Wie kaum ein anderer Fotokünstler beherrscht Sebastian Trägner das Prinzip der ästhetischen Umkehrung:
Aus dem Abseitigen, Banalen, ja vermeintlich Hässlichen schöpft der Kölner eine poetische Schönheit, die zwischen Elegie und Hoffnung schwebt. Genauso, wie er dem offenkundig Inszenatorischen der Mode- und Aktfotografie, die größtenteils auf Makellosigkeit angelegt ist, eine immanente Verletzlichkeit und psychologische Tiefe abtrotzt.
Es ist nicht das Motiv, das der Kölner einfängt; es sind vielmehr die Emotionen und Brüche dahinter, die er sichtbar macht. Dabei spielt er mit den Erwartungen und Assoziationen des Betrachters und unterläuft das Klischee mit einem ästhetischen Gegenentwurf, wo plötzlich neue Regeln von Anmut und Würde vorherrschen.
So inszeniert er soziale Malaisen wie Obdachlosigkeit, Armut und Kleinkriminalität in träumerischen Schwarz-Weiß-Aufnahmen. Indem er ihnen das Dokumentarische, Voyeuristische verweigert und stattdessen auf die Mittel der Ästhetisierung setzt, vermag er es umso mehr, die Schattenseiten von Urbanität, Globalisierung und Turbokapitalismus eindringlich aufzuzeigen. Wir sind berührt, betört – und schauen genauer hin, statt womöglich abzublocken und geschockt wegzusehen.
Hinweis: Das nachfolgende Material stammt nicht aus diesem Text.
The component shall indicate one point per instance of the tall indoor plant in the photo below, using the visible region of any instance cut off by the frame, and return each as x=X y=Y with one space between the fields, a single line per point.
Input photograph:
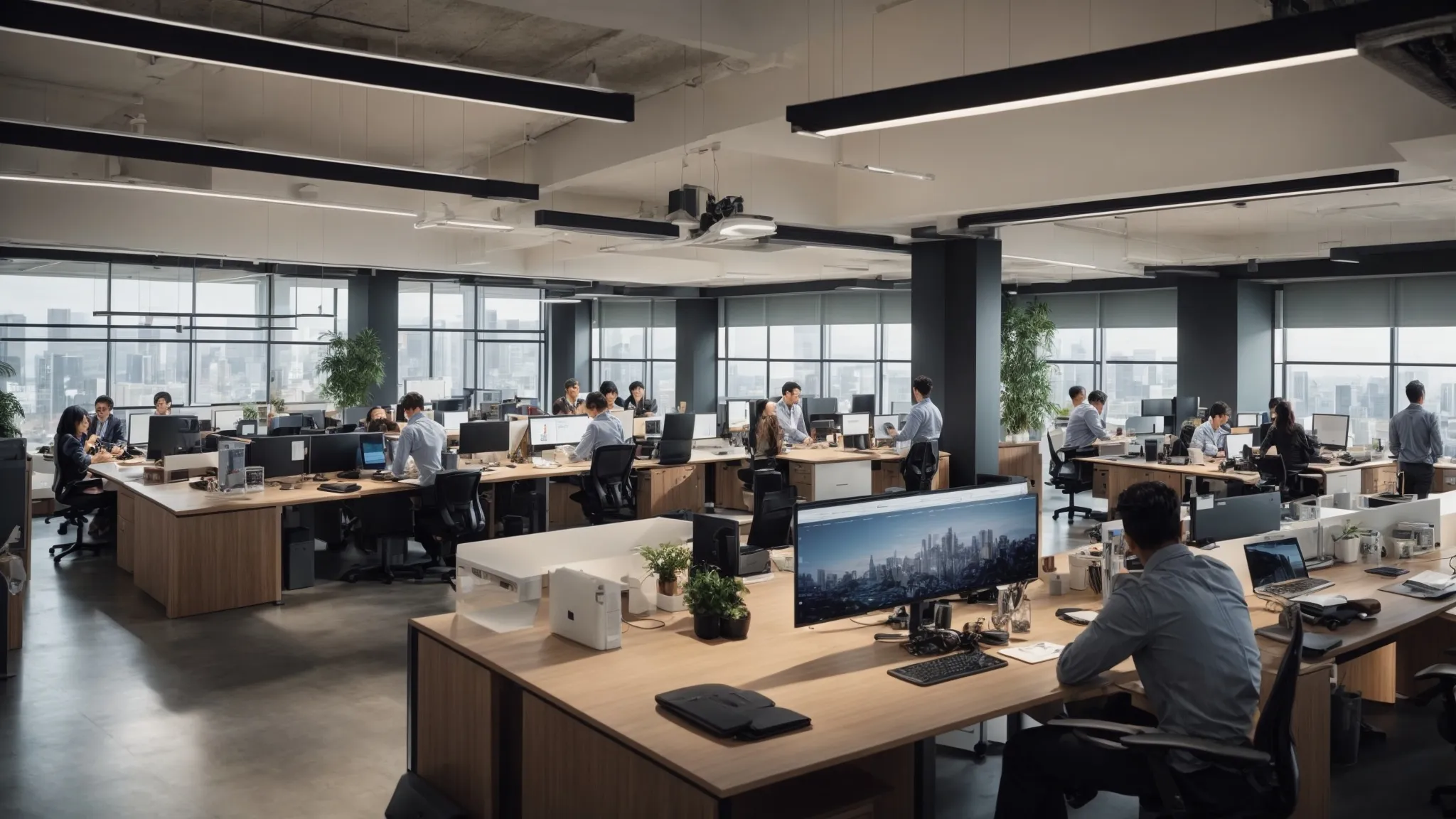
x=1027 y=334
x=351 y=366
Damit kreiert der Autodidakt eine alternative Magie, ein entgegengesetztes Storytelling, wo notleidenden Menschen und ihrer Umgebung ein Antlitz der Erhabenheit zuteil wird. Indem er jene Menschen und Phänomene, die wir zu übersehen gelernt haben, aus ihrem gängigen Kontext löst und dem Duktus der Kunst anheimgibt, überführt er sie in unsere „Gegenwelt“. Wirft ein neues Narrativ auf. Verankert sie in unserem Bewusstsein. Gibt ihnen eine visuelle Stimme.
Seine Körperstudien führen das Konzept der Augenhöhe zwischen Kunst-Objekt und Kunst-Schöpfer fort; obschon erotisch inszeniert, geht es hier niemals um Entblößung oder Sexualisierung, sondern um die reine, unverstellte Schönheit von Physis und Anatomie. Trägner bannt Linienführungen und Kurvenverläufe des weiblichen Körpers, spielt mit Licht- und Schatteneffekten, streut Accessoires wie Blumen oder Gräser ein und schafft so eine fast abstrahierte Ansicht auf Nacktheit. Die dennoch ungemein sinnlich und berührend ist.
Sebastian Trägners Landschaftsaufnahmen, die auf Reisen durch die USA oder Island entstanden sind, feiern die Weite, Formenvielfalt und Farbpracht irdischer Natur - und entwickeln durch die künstlerische Linse betrachtet einmal mehr das Abbild einer nahezu überirdischen Schönheit.
Sebastian Trägner lebt in Köln und arbeitet auf der ganzen Welt. Er war lange in der Modebranche tätig und avancierte schrittweise zum Fotokünstler. Neben seiner freien künstlerischen Tätigkeit realisiert er auch Fotos- und Modestrecken für Magazine wie Harper’s Bazaar, Vogue Italia u.a. Er war neben Annie Leibovitz und Lina Tesch teilnehmender Künstler an der weltweiten Kampagne von Leica Camera und fotografiert im Auftrag von Kulturinstitutionen wie BMW Gallery, Schauspiel Köln, tanzhaus NRW sowie dem Landesmuseum Darmstadt, wo er die Ausstellung der Peter Lindbergh Foundation fotografisch begleitete. Außerdem ist er seit 2021 Mitglied der deutschen Gesellschaft für Photographie. Seine Werke sind in zahlreichen öffentlichen und privaten Sammlungen vertreten.